Surgeries that include major incisions have a risk of inviting infection during the healing period. It is essential to take care of that area and take preventive measures to avoid an infection. Surgical site infections are common, affecting two to five percent of surgeries involving incisions, even small ones.
Infected stitches can pose a risk to your health. During or after the surgery, bacteria find their way into the incisional site and the skin. Infections typically occur a month after the surgery. If your surgery wounds are taking longer to heal, bio-engineered skin grafts in San Antonio can give you better results.
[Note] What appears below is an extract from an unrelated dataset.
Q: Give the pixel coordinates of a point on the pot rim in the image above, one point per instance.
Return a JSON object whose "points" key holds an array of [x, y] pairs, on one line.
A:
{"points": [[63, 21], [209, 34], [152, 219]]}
Signs that your surgical wound is infected:
Redness and Swelling
Experiencing some redness and swelling around the surgical areas is normal after surgery. The human body takes a few days to fight off bacteria and other infections. Your doctor can tell how much redness and swelling is expected after the surgery. If these signs persist for more than a week, it is a sign of infection. Red streaks from the wound are another sign of an infection.
When you develop an infection, your body sends white blood cells to the infection site to fight off the bacteria. The energy that goes into fighting the bacteria produces heat, and thus, the wound becomes hot to touch. This condition should only persist for a few days after the surgery and should subside on its own. If that does not happen, you need to inform your doctor.
Hardening of the Incision
An incision that gets infected gets hard. This happens because the tissues underneath the incision become inflamed.
If you see a white, yellow, or green discharge that smells bad coming out of the incision, it is a confirmed sign of an infection and needs to be examined by your doctor to prevent further damage. Ordinary drainage is usually clear or yellow and clears in a few days. On the other hand, pus is a mixture of various matter, such as dead cells, white blood cells, etc.
One can expect minor to moderate pain for a while during their recovery period. However, this pain should start to decrease after the surgery and not get worse with time. If you find your pain increasing even after taking the proper medications and following your doctor’s instructions, you may need medical attention.
One of your body’s classic ways of fighting a viral and bacterial infection is fever. When your immune system detects pathogens in your body, it increases your body temperature to kill the intruders. Experiencing fever for a couple of days is normal. If the condition persists longer than that, it may be a medical emergency.